By the end of the game, the Nationals' eighth-inning rally against Milwaukee closer Josh Hader -- which culminated with right fielder Trent Grisham making an error on a Juan Soto single, swinging the game from a 3-1 Brewers lead to a 4-3 Nationals lead -- had overshadowed that Martinez did indeed use Strasburg in relief of Scherzer, and thus set up his club for a trip to the NL Divisional Series, where they'll face the seemingly unbeatable Los Angeles Dodgers.
To some extent, if any NL club is up for the challenge -- and let's be clear, the Dodgers winning the pennant has been treated as a near-fait accompli -- then it might be the Nationals. Yes, the team who needed an act of providence to advance to the matchup in the first place.
Remember, though, that while the Dodgers had the best run differential in the NL (274), the Nationals had the second-best, at 149. That's still a ridiculous gap -- larger than the Nos. 1 and 2 distinction indicates. But there are other factors at play suggesting the Nationals have a shot.
The Nationals, foremost, have the ability to match the Dodgers' fearsome rotation -- yes, even after using two of their three aces on Tuesday. That's because the Nationals can start Patrick Corbin in Game 1 on Thursday before potentially running out Strasburg in Friday's Game 2 on short rest if they so desired -- Strasburg threw 34 pitches on Tuesday. Scherzer would then be able to take the ball in Game 3, with Anibal Sanchez slotting in as the Game 4 starter -- unless the need arises to recall Corbin in an elimination-game scenario.

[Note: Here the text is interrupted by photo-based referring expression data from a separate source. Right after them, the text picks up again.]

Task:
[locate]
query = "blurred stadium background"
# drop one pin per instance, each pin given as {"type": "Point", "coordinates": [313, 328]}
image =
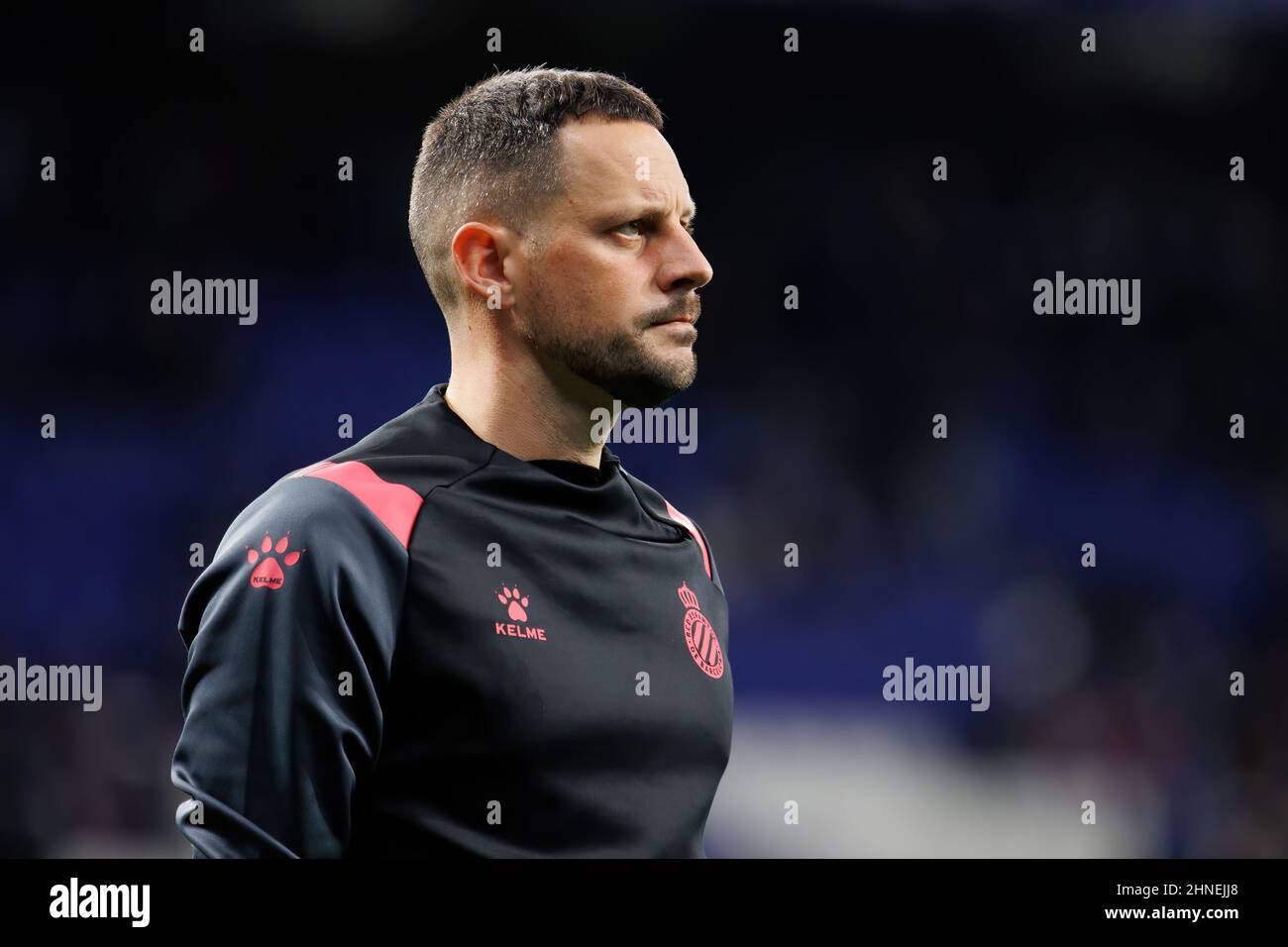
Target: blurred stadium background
{"type": "Point", "coordinates": [814, 424]}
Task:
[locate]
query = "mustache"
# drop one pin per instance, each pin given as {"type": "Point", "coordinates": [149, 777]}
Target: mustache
{"type": "Point", "coordinates": [690, 307]}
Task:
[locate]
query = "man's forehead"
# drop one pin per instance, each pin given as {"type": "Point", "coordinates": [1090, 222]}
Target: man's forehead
{"type": "Point", "coordinates": [604, 161]}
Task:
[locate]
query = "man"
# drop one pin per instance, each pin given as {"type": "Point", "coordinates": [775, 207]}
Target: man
{"type": "Point", "coordinates": [475, 631]}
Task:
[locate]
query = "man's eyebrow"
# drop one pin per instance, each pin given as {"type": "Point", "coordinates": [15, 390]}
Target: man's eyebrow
{"type": "Point", "coordinates": [655, 210]}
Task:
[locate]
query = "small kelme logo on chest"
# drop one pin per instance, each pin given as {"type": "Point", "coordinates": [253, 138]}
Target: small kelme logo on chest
{"type": "Point", "coordinates": [699, 634]}
{"type": "Point", "coordinates": [516, 609]}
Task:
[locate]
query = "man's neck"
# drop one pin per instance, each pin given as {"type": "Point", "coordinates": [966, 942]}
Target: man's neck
{"type": "Point", "coordinates": [526, 414]}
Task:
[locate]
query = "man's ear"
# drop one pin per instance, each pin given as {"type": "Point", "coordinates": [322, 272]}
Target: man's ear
{"type": "Point", "coordinates": [480, 252]}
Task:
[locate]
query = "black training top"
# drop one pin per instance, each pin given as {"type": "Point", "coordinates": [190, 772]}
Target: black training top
{"type": "Point", "coordinates": [426, 646]}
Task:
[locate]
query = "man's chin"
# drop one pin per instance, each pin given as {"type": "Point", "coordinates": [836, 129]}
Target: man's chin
{"type": "Point", "coordinates": [652, 389]}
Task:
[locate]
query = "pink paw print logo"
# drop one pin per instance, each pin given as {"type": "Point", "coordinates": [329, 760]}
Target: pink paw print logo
{"type": "Point", "coordinates": [268, 573]}
{"type": "Point", "coordinates": [516, 600]}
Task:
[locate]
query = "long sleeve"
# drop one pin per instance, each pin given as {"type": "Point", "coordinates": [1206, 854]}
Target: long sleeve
{"type": "Point", "coordinates": [290, 635]}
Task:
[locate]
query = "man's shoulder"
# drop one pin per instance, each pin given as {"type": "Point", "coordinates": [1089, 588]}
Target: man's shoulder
{"type": "Point", "coordinates": [384, 476]}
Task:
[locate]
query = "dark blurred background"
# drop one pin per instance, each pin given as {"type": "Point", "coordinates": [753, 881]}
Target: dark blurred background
{"type": "Point", "coordinates": [811, 169]}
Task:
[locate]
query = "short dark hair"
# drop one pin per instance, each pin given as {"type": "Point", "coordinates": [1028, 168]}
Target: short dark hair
{"type": "Point", "coordinates": [492, 151]}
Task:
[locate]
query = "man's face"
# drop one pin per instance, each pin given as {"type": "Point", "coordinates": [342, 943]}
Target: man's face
{"type": "Point", "coordinates": [609, 291]}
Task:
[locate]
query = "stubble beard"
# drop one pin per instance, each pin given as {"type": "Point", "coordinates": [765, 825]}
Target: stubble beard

Of course it's possible the Nationals opt against using Strasburg in such an aggressive manner and just turn to Sanchez in Game 2. That's to be seen, and certainly no one could fault them for prioritizing Strasburg's long-term well being -- and no, the potential that he opts-out at season's end shouldn't give the Nationals a license to abuse his arm this postseason.
Regardless of how the rotation works out, the Nationals do appear to have a lineup that can hang with the Dodgers -- they rank first and third in the NL in adjusted weighted runs created, a FanGraphs-calculated figure that contextualizes numbers based on ballpark.
In the end, the bullpens could serve as the X-factors. It's worth noting that Washington turned to right-hander Daniel Hudson for the ninth rather than their standard closer Sean Doolittle. Perhaps Martinez was committed to getting Hudson into the game after warming him up so many times, but Doolittle had an uncharacteristically shaky season. (Being fair, Doolittle did pitch better after returning from the injured list in September, and was warming in the ninth.)
Obviously there's more to a bullpen than the ninth, and that's where things will get tricky for the Nationals. Mike Rizzo overhauled his bullpen last winter and again this summer, but the club could be dependent on the likes of Fernando Rodney, Wander Suero and Tanner Rainey -- who walked seven batters per nine -- in high-leverage spots versus the best team in the league.
The Nationals, then, will need their aces to pitch as they have all season -- well and deep into games -- and will need their lineup to find ways to score against the Dodgers' excellent trio of Hyun-jin Ryu, Walker Buehler and Clayton Kershaw. That sounds so easy on paper; it won't be in practice. But that looks like what it'll take for the Nationals to knock off the Dodgers and earn the first postseason series victory in franchise history.